A spokesman for the Armenian prosecutor-general’s office told RFE/RL that two men affiliated with a hardline nationalist group and a small opposition party were held for questioning on suspicion of involvement in the high-profile killing. The official, who spoke on the condition of anonymity, said they may be released from custody and did not rule out more arrests later in the day.
One of the suspects, identified as Albert Mkhitarian, is a member of the Committee to Protect Liberated Lands, a pro-opposition organization opposed to the return of Armenian-occupied territories in Azerbaijan as part of a settlement of the Nagorno-Karabakh conflict. The deputy chairman of the group, Armen Yeghian, told RFE/RL that Mkhitarian was detained in his apartment after it was searched by police officers. He claimed that they found only a combat knife and no incriminating evidence.
Mkhitarian is said to be a veteran of the 1991-94 war with Azerbaijan and served in the Armenian military until 1998.
The other detained man, Grigor Sargsian, is affiliated with a small opposition party called Fatherland and Honor. His detention was first reported by a spokeswoman for the Socialist Armenia bloc, of which the party is a member.
There were unconfirmed reports of other individuals held by the police and prosecutor’s office as part of their investigation into the murder. Vladimir Arakelian, a leader of the Tigran Mets former paramilitary group that had also participated in the Karabakh war, said two of its rank-and-file members were taken into custody early on Monday.
Naghdalian, 36, who staunchly supported President Robert Kocharian, was shot and fatally wounded in the head by an unknown gunman late on Saturday as he left his parents’ home in Yerevan. President Robert Kocharian said the apparent contract killing was aimed at undermining Armenia’s “stability and progress” and pledged to punish the guilty.
Some of his supporters have implicitly laid the blame on the Armenian opposition which has long complained about a biased and hostile coverage of its activities by Naghdalian’s Armenian Public Television.

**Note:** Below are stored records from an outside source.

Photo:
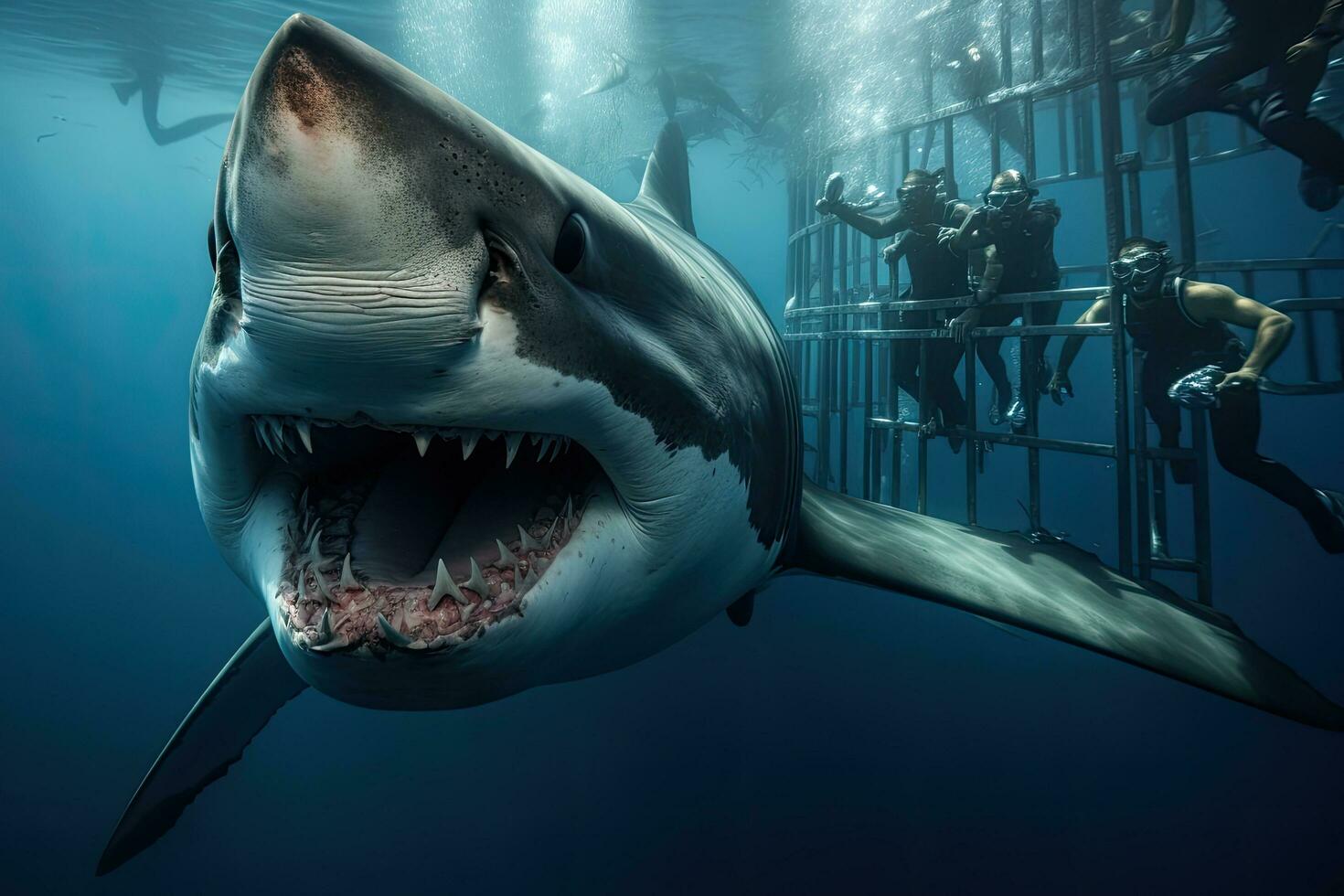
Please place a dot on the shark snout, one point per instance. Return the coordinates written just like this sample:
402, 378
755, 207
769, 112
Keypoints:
346, 238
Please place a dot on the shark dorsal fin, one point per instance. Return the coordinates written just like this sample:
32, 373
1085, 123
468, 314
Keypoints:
667, 180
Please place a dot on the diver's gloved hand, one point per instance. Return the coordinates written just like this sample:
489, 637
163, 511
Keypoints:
964, 323
1060, 386
832, 195
1238, 380
1312, 53
1164, 48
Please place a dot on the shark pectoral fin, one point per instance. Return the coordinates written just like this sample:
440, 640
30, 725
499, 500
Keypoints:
667, 180
1057, 590
125, 89
235, 707
740, 612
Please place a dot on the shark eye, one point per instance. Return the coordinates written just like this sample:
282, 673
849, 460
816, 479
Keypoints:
571, 243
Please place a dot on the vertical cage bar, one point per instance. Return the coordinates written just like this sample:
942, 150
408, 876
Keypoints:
1038, 42
1146, 543
1184, 192
925, 412
1109, 111
953, 191
1203, 544
867, 420
972, 448
1029, 128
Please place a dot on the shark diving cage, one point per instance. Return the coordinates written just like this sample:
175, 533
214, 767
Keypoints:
841, 298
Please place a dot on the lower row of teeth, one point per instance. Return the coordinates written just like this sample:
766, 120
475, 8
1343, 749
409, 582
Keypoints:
329, 609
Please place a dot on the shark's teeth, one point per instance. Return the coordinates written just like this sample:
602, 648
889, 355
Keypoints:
391, 635
323, 587
285, 437
528, 541
331, 646
529, 579
443, 584
305, 434
511, 443
469, 443
347, 575
477, 581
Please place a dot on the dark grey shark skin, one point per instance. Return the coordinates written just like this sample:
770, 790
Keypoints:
652, 329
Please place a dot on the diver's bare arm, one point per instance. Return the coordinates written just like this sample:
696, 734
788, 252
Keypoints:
1098, 314
869, 226
1218, 303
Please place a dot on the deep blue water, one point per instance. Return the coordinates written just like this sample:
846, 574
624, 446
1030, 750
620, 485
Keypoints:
848, 741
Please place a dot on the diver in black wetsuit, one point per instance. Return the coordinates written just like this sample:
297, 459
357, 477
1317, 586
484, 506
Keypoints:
1181, 325
1265, 35
934, 272
1017, 237
148, 82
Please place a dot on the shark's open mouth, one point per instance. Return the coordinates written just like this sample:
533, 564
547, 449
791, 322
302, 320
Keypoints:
418, 539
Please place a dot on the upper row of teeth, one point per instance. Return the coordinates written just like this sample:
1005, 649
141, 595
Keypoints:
283, 435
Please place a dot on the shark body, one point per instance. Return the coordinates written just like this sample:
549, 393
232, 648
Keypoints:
466, 426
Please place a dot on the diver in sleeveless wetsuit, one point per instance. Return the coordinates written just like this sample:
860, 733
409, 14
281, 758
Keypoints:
1265, 35
1181, 325
1017, 238
934, 272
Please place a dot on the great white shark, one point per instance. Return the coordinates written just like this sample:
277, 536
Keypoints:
464, 426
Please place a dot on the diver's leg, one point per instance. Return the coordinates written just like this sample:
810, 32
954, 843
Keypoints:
1235, 425
1199, 88
905, 361
944, 357
992, 361
1166, 417
1284, 120
1034, 352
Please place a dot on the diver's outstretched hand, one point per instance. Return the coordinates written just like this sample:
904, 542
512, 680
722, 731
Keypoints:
1060, 387
964, 323
1164, 48
1238, 380
832, 195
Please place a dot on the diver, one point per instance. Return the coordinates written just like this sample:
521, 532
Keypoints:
1181, 326
1264, 35
1015, 240
934, 272
148, 82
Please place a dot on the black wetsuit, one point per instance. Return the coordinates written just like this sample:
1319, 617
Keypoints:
935, 272
1174, 346
1260, 37
1027, 254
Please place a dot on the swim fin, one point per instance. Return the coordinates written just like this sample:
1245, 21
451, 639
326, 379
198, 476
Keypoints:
125, 91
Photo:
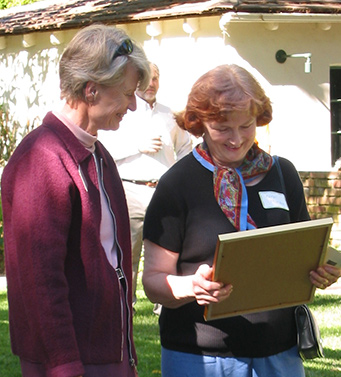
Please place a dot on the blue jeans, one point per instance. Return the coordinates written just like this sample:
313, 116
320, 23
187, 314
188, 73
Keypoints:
180, 364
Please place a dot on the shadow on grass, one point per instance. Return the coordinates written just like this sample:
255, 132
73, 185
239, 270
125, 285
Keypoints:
9, 364
147, 340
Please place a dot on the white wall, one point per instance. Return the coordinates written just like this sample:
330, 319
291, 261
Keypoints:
300, 130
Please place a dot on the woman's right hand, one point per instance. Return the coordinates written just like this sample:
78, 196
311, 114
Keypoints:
207, 291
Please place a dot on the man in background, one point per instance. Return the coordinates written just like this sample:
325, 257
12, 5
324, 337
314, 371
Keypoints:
145, 146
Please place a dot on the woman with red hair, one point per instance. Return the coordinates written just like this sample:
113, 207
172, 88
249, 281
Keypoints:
227, 184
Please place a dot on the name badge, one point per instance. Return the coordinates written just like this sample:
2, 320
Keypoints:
273, 199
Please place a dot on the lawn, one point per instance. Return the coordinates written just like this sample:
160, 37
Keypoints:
326, 308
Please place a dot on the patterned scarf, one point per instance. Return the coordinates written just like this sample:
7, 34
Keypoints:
229, 183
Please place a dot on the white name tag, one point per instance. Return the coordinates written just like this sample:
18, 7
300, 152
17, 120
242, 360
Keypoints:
272, 199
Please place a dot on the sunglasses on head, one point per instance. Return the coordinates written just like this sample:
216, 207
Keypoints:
126, 48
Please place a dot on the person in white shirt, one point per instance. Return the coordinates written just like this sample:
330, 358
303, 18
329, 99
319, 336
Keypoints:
146, 145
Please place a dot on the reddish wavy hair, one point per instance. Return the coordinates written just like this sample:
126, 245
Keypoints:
224, 89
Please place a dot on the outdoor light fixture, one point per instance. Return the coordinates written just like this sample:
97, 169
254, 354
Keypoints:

Naghdalian’s body, meanwhile, was laid to rest in Yerevan’s municipal Pantheon in a state funeral organized by special government commission headed by Defense Minister Serzh Sarkisian. The ceremony began with a religious service in the capital’s largest movie theater held by Catholicos Garegin II, head of the Armenian Apostolic Church.
Naghdalian lay in state there in an open coffin, his head covered with a bandage.